PUTTING aside any notion of wish-washy romanticism, Renaud Capucon revealed a highly passionate affection for Bruch’s evergreen Violin Concerto No 1.

From the outset this was marked as a deeply committed performance, lavishly supported by the BSO under Kirill Karabits, where Capucon’s energy and resourcefulness attained a stormy lyricism.

A beautiful entry to the Adagio captured an innocently romantic quality through to the fervent orchestral climax and beyond.

The finale, bold, unfettered and delivered with boundless virtuosity, was pure joie-de-vivre.

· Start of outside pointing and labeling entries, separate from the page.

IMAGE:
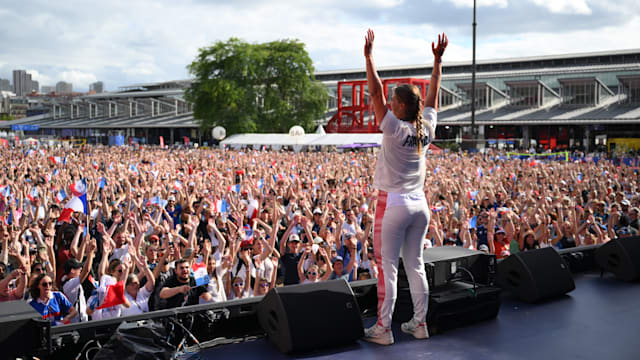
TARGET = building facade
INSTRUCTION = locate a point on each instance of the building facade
(63, 87)
(21, 82)
(5, 85)
(551, 102)
(96, 87)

The 50th anniversary of Martinu’s death was marked by a performance of The Frescoes of Piero della Francesca.

This stunningly powerful, profoundly searching perception is rhythmically demanding in which the strings are given their head.

Karabits’ direction centred upon the more astringent sonorities, the rippling Adagio and sheer forcefulness of the finale.

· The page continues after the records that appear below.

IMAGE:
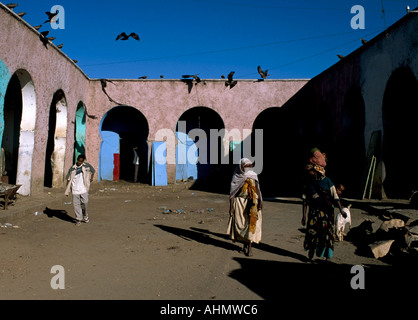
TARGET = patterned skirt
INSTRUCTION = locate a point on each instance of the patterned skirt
(319, 237)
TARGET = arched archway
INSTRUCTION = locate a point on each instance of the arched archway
(129, 128)
(80, 131)
(400, 133)
(57, 136)
(282, 152)
(349, 157)
(19, 130)
(203, 126)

Taking the first movement of Sibelius’ Symphony No 2 at a sparkling pace and with a keen ear for orchestral timbre, Karabits seemed to be on course for a winner.

The pregnant pauses running through the second movement held an ominous drama with Karabits working on the score’s dynamics to devastating, if disturbing, effect.

By the third it all began to appear rather self-consciously engineered; leaning on significant phrases and sounds.

The BSO nevertheless played his tune magnificently.